At least four women in Iran’s cultural capital were attacked with acid this week. Although police have arrested four men in connection to the acid-throwing, about 2,000 protesters marched on the department of justice in Ifsahan to decry the crime, which is relatively rare there. This massive outcry reflects on a burgeoning, social media-driven movement for increased social freedoms in the theocratic country.
One 28-year-old woman was attacked while driving her car with her window rolled down. She suddenly lost control while driving and then stumbled out of the door screaming, “I’m burned, I’m burned.” She then stripped off her head scarf – the covering is mandated by law for women in Iran along with loose-fitting clothing over the torso, arms, and legs. “The level of acid used was so much that all her clothes were in the processes of melting and I saw the acid create white spots on the asphalt,” one witness told the official Iranian news agency, IRNA.

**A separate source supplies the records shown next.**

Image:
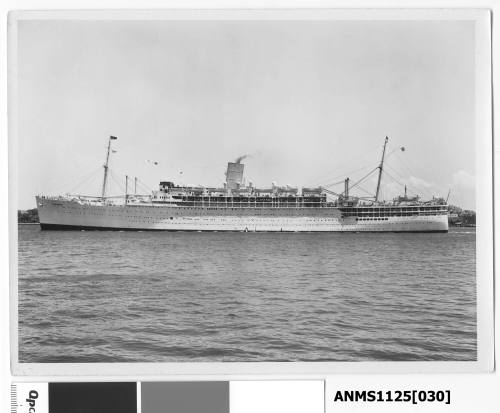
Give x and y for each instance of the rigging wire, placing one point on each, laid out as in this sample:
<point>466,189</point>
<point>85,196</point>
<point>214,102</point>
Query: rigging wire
<point>88,182</point>
<point>347,161</point>
<point>71,182</point>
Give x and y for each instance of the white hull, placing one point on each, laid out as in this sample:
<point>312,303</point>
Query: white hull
<point>70,214</point>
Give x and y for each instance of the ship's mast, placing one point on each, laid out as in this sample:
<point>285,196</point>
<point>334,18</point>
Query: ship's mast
<point>103,194</point>
<point>380,168</point>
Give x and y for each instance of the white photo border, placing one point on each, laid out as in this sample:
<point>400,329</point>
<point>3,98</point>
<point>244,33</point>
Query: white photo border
<point>291,370</point>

The acid that is thrown on people – mostly women – is often highly corrosive and meant to disfigure and maim them. Acid-throwing occurs around the world from South Asia to South America and is on the rise in Italy and in the United Kingdom.
Acid-throwing is unusual in Iran and the recent attacks have led many to believe that this recent spate of attacks are a natural outgrowth of a new law protecting, as the New York Times put it, “those citizens who feel compelled to correct women and men who in their view do not adhere to Iran’s strict social laws” which was enacted by the country’s parliament on Sunday. Though, to be sure, the law affords private citizens with the right to hand out verbal or written comments on social codes — not partake in vigilante violence.
“Such an act under any pretext is reprehensible,” Hojatoleslam Mohammad Taghi Rahbar, a cleric, told the semi-official ISNA news agency. “Even if a woman goes out into the street in the worst way, no one has the right to do such a thing.”
The country’s “dress code” was enacted after the Islamic Revolution in 1979, when images of women in long black cloaks and face coverings came to dominate images of the country. While women are still legally obligated to cover their heads and bodies, the colors and shapes of their attire is less uniform these days. The street fashion blog the Tehran Times features images of stylish Iranian women in rolled or torn skinny jeans and patterned scarves – plus the ever-present long coat, or manteau. Though incredibly modern, their looks are modest enough to not fall afoul of Iran’s literal “fashion police” – who can no longer arrest womenwomen because of their attire.
Iran’s “modesty project” was scaled back by President Hasan Rouhani last year. But even before that it was rare for women to be jailed or lashed for breaking social codes — although those punishments were on the books.